A popular misconception in the West is that Arabs and Jews have been daggers drawn for centuries. The Palestinian problem is seen as only the latest manifestation of an age-old antipathy. But the Arabs have lived in peace with the Jews for generations, as Semitic peoples of the same ‘father Abraham’. The persecution has come from Christian Europe.
As far back as the Crusades, the Abbe of Cluny observed: ‘What is the good of going to the end of the world, at great loss in men and money, to fight the Saracens, when we tolerate among us other infidels a thousand times more guilty towards Christ than the Mohammedans?’The other infidels he meant were, of course, the Jews.
Noam Chomsky, himself a Jew, has written a stinging introduction to Rosemary Sayigh’s book, saying: ‘It is difficult not to be appalled when Western politicians and intellectuals explain their backing for Israel’s policies in terms of ‘moral obligation’, as if the sins of the Nazis and their predecessors, or of the Americans who closed the doors to refugees from Hitler’s horrors, require the sacrifice of the Palestinians … Somehow the Palestinian peasants were never able to appreciate their moral responsibility to expiate the sins of the Christian Europe.’
What Palestinians: From Peasants to Revolutionaries does is to show how the Zionist movement succeeded in transferring Jewish statelessness onto the Arabs of Palestine without the absurdity of the situation outraging the world. It points out some of the semantic tricks by which politicians made the Palestinians mysteriously and conveniently ‘disappear’ - for example, Nordau’s slogan, ‘A land without a people, for a people without a land’, or the British recognition of the indigenous Palestinians only as ‘the non-Jewish communities’.
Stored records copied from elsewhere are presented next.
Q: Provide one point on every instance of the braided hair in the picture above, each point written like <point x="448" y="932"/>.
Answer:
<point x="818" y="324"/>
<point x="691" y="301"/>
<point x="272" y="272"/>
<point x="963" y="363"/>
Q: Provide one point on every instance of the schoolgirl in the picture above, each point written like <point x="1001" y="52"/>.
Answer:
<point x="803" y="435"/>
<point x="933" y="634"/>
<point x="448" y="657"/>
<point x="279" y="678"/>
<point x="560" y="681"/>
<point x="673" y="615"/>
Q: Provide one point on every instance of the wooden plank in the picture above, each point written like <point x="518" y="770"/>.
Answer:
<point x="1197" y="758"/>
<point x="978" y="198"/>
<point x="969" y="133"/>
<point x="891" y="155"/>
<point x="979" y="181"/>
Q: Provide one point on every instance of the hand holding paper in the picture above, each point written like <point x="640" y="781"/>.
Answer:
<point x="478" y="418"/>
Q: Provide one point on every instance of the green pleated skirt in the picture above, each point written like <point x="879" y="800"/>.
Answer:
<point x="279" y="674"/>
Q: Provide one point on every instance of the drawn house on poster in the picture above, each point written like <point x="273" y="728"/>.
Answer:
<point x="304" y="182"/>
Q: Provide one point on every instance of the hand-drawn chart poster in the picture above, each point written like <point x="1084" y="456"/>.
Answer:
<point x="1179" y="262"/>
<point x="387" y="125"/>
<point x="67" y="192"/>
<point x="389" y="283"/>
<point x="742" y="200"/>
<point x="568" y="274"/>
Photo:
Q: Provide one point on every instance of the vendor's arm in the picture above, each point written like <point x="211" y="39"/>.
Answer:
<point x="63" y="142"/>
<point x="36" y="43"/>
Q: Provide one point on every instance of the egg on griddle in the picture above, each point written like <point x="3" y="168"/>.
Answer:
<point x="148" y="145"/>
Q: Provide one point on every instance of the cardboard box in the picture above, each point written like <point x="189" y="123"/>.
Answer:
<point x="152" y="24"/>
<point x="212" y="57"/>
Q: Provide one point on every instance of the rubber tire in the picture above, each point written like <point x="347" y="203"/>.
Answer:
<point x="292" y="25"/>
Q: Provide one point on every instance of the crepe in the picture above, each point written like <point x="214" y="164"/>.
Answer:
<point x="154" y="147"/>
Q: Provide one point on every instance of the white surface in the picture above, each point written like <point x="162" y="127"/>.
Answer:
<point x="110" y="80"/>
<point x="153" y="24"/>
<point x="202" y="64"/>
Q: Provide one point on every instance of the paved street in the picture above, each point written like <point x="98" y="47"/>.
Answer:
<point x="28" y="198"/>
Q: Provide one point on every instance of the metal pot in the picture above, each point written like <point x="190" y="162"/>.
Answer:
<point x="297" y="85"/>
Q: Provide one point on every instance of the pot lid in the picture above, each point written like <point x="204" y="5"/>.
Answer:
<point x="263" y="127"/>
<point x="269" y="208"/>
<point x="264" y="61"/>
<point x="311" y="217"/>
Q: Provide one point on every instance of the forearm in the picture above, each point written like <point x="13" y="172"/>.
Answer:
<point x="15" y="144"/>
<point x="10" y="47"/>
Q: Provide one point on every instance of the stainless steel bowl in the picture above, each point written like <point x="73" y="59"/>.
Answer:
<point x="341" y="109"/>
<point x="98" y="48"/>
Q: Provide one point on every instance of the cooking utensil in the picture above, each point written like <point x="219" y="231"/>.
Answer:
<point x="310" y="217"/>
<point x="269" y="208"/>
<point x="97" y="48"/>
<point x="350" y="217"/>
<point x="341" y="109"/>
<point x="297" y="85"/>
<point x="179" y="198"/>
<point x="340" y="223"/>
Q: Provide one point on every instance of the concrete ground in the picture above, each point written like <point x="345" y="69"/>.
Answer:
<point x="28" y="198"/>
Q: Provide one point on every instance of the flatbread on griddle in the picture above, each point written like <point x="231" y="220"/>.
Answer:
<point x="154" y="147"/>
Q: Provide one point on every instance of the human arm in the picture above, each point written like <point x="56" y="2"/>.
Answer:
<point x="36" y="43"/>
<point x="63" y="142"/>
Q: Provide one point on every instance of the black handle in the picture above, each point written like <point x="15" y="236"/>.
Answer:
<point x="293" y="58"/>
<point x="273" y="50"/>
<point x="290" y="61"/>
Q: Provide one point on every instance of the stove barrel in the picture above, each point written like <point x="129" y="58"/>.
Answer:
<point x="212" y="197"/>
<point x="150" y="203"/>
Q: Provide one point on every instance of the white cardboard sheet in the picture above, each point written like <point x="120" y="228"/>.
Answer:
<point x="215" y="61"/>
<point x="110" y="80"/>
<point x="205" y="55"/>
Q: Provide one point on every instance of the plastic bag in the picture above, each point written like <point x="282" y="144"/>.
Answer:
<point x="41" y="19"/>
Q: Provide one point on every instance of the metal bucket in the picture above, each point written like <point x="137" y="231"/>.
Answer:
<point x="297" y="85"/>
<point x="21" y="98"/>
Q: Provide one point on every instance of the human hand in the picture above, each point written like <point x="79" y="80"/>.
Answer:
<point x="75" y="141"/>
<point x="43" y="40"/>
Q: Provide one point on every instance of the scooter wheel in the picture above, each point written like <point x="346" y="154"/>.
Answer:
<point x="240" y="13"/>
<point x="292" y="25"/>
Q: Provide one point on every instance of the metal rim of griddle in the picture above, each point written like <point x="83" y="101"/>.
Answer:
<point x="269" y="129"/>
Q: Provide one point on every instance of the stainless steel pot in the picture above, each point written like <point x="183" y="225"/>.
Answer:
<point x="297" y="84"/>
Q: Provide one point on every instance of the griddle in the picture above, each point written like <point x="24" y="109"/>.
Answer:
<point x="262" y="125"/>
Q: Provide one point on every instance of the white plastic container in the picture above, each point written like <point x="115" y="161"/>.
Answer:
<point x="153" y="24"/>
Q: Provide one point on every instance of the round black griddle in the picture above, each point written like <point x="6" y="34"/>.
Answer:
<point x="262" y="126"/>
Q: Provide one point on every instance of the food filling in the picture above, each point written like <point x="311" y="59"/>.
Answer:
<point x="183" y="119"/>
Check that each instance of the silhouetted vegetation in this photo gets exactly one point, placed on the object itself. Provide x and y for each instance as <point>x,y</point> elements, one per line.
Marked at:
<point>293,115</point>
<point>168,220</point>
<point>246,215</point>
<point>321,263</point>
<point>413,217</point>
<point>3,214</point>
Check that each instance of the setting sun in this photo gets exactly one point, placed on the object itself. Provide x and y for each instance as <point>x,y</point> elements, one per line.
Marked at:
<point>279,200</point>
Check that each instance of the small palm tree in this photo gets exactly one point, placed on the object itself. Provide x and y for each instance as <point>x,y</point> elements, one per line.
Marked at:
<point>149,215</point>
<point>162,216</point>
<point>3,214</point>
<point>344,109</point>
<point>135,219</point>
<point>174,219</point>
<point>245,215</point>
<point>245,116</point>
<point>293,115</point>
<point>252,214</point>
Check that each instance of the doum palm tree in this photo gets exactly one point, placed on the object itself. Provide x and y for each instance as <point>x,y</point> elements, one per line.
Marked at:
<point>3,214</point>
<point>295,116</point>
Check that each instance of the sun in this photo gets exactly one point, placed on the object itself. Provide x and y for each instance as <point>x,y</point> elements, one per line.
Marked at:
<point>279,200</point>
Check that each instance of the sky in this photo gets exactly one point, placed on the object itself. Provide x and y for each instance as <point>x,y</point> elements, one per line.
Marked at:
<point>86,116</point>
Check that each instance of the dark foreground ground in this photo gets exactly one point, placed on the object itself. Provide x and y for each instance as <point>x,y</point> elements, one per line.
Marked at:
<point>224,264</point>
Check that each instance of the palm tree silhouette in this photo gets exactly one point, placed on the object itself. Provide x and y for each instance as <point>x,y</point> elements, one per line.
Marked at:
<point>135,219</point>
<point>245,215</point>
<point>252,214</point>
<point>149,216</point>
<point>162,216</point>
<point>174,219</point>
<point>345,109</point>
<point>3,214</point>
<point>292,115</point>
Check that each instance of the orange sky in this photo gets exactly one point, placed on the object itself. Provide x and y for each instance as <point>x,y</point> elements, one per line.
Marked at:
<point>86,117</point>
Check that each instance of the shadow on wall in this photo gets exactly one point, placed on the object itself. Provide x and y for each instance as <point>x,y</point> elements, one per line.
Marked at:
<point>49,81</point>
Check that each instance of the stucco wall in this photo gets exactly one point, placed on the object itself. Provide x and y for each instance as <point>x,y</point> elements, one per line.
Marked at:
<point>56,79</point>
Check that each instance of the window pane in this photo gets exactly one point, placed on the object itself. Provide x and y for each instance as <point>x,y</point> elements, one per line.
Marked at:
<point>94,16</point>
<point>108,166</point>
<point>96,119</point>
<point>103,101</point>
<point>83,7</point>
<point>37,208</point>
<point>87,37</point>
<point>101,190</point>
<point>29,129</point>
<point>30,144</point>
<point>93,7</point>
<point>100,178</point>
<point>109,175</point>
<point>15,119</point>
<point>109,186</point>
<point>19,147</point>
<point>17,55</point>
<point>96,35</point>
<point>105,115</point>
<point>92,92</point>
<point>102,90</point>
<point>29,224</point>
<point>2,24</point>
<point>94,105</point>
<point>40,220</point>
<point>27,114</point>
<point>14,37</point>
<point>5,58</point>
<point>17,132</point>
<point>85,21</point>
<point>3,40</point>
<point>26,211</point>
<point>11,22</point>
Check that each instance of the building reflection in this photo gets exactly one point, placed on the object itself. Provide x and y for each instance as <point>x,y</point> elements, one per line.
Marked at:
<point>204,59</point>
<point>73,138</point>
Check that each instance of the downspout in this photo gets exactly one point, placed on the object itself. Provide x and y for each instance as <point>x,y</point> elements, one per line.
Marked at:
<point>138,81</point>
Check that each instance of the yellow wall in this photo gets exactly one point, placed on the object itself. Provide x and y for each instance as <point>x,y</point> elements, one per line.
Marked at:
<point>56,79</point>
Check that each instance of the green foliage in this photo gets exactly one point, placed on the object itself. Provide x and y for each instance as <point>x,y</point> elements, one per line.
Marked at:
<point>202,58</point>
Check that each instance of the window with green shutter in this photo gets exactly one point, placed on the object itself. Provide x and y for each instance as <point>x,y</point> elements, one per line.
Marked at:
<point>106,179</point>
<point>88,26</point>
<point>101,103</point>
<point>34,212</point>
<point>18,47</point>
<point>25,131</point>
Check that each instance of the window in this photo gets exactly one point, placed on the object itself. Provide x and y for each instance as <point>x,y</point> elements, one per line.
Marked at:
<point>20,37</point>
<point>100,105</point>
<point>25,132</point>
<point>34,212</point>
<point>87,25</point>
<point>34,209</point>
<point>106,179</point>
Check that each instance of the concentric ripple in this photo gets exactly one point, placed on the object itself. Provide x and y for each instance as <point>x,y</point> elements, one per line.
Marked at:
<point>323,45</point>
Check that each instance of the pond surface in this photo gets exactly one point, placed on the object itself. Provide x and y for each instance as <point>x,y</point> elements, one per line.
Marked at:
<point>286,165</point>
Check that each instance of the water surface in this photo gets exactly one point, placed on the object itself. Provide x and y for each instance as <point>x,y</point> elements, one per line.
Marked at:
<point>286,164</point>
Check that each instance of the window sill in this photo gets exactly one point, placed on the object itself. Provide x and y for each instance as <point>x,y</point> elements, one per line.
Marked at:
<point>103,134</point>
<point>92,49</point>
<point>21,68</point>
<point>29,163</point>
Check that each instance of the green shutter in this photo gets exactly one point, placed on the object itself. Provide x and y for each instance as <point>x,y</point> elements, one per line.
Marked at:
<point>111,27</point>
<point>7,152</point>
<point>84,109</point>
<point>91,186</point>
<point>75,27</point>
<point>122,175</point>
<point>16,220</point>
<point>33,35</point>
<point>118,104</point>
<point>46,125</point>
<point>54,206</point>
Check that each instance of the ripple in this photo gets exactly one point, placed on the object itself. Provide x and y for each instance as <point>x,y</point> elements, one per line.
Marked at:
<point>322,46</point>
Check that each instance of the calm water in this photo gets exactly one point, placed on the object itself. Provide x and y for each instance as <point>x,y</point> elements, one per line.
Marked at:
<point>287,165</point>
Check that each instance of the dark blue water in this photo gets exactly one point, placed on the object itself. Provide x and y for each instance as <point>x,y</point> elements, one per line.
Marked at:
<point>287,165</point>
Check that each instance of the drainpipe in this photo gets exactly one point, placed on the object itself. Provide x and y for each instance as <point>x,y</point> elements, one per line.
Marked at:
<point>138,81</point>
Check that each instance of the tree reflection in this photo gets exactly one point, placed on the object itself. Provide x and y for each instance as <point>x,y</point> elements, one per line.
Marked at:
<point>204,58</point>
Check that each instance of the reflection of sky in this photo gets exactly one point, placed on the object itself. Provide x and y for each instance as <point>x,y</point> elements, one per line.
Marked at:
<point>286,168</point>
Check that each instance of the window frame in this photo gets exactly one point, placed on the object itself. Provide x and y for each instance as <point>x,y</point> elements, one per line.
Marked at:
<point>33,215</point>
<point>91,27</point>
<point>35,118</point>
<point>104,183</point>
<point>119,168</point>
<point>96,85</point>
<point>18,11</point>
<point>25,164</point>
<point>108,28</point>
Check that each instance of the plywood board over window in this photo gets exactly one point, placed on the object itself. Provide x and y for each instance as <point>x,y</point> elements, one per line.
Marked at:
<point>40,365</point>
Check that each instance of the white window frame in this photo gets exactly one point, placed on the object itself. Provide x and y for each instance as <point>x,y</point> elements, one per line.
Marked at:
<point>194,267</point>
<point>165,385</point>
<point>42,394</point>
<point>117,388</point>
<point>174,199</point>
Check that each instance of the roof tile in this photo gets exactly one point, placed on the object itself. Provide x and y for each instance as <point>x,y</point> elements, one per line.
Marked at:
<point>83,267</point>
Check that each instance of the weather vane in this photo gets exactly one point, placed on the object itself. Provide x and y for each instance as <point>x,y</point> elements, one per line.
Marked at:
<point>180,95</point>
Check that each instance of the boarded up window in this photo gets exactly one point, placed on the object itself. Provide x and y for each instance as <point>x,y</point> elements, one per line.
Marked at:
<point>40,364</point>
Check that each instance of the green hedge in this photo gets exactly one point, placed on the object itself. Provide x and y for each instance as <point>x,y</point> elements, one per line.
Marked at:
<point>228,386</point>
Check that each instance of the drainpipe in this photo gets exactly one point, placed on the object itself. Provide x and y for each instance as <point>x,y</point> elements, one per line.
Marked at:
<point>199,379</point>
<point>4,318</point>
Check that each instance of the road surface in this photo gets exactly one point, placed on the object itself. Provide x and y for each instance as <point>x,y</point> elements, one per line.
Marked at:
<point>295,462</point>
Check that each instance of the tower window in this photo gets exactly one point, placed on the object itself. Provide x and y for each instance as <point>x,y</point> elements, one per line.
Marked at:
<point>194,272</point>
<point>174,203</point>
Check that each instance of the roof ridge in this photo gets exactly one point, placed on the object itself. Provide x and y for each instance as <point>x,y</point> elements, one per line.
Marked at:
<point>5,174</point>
Rosemary Sayigh also recreates through detailed example and interview the complex community life of the peasants, rich in human contact although materially poor; for instance, through an ancient form of collective tenure land held by village families was reapportioned at regular intervals, so that all qualities of land were equally re-distributed. Rights to grazing, wood and water were also communally organised. So, though all were poor, no-one was destitute.
Sayigh argues that the self-sufficiency of each village, with its cluster of long-established families, meant that there was no habit of large-scale interdependent organisation, no political consciousness. They were easy targets for what she sees as the ‘organised violence’ of the Zionists, backed by Western military strength. Their rootedness in their land (they touch it, smell it, know it piece by piece, stone by stone) added to their incredulity at the idea that the Zionists intended not to share but to take over their land. Even when they fled in terror across the borders, it was never meant to be forever. ‘We locked our door and kept the key, expecting to return.’ It is this determination to regroup their dispersed families and return to their land that has kept them fuelled, ‘a fire under ashes’, all these years.
In contrast she presents the diary of Joseph Waits, an officer in charge of Zionist colonization: ‘Between ourselves it must be clear that there is no room for both peoples together in this country … There is no other way than to transfer the Arabs from here … not one village, not one tribe, should be left.’
The new Zionists’ own origins were Western; they were ‘white settlers’ forming an outpost of Western Civilisation among the ‘backward’ Arabs. Less and less were they Jews forming a religious state - their initial justification for claiming territory They were Israelis forming a nation state.
Sayigh does not conceal her anger at what she sees as imperialist arrogance. Nor does she apologise for the sympathy she feels for the Palestinian peasant, betrayed, she feels, by other Arab regimes and even by his own intelligentsia. Indeed, subjectivity is partly the point, for the book is directed at readers who know the Palestinian problem as an issue, but not as a concrete situation that three million people live daily. She assumes a knowledge of the political history of the period and liberally peppers her text with Arabic terminology. Looking up the copious notes and glossaries can be distracting and the general points she makes are sometimes blurred by detail.
But it is intended to be a people’s history and it does give a taste of what it must be like to flee across the desert land in high summer, to be despised camp refugees, to become politicised the hard way, eventually seeing armed struggle as the only way left to regain self-respect and hope of return. One brief, chilling quotation is all there is space for: ‘About 14,000 destitutes are ranged on terrace upon terrace under the olive trees - a tree to a family - and are forced to consume the bark and bum the living wood that has meant a livelihood for generations.’